While I understand it’s necessary, the latter does not particularly appeal to me as I feel it is disconnected to people and more concerned with “how things should be” instead of getting down in the dirt and finding out “how things are”. JOLT has a much more practical tone to it. The journal is peer-reviewed and perhaps the tone and style are indicative of a cultural shift or demographic bias in the field of online learning. Being such a new topic, I’d imagine many of the proponents and invested researchers are relatively younger than other fields. It’s an emerging frontier and I want to be in the mix of things if not leading the charge eventually.
Moreover, JOLT contains a range of article formats and not simply research and observation papers. Each issue has research papers, case studies, concept papers, and position papers. Having this variety will help me synthesize a “world view” of the field and come to meaningful conclusions that are not myopic. Continuing on a personal level, I digest case studies and position papers better than research papers. They feel more real in regard to case studies and position papers give me the opportunity to either agree, disagree, or a combination to the position stated. JOLT is also a free publication. Obviously this is a plus in terms of me not having to pay, but they make a point to state that they wish to be “open source” to promote the flow of information, this is an ideal that I strongly believe in.

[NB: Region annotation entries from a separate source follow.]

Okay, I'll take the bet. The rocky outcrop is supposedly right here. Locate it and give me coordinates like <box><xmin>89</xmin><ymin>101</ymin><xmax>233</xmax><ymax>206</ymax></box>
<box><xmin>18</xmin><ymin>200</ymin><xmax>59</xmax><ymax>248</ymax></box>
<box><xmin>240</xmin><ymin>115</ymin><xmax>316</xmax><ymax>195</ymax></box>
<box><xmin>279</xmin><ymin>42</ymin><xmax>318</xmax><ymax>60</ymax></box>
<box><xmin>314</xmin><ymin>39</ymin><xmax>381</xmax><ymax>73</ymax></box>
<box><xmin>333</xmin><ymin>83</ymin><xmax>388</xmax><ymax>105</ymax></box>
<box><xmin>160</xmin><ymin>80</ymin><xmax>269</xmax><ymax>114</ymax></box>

The primary article I read when choosing the journal was a case study about Google’s collaboration tools being used in a teaching context. Some of the points such as the ability to easily access the work not only by the instructor but other students raised very interesting points. This also gives students an action-oriented approach to learning about emerging concepts such as cloud computing. Concluding the article, I was left wondering about the idea of ownership and intellectual property. With all of the collaboration and group-think that occurs online, I feel like the boundaries of ownership are diminishing and there is a rise in the idea of a global knowledge. In my Ways of Knowing course, we discuss viewing the world through different “lenses” often culturally dictated. In a global setting how will these lenses become blurred? Or will new characteristics of each culture arise?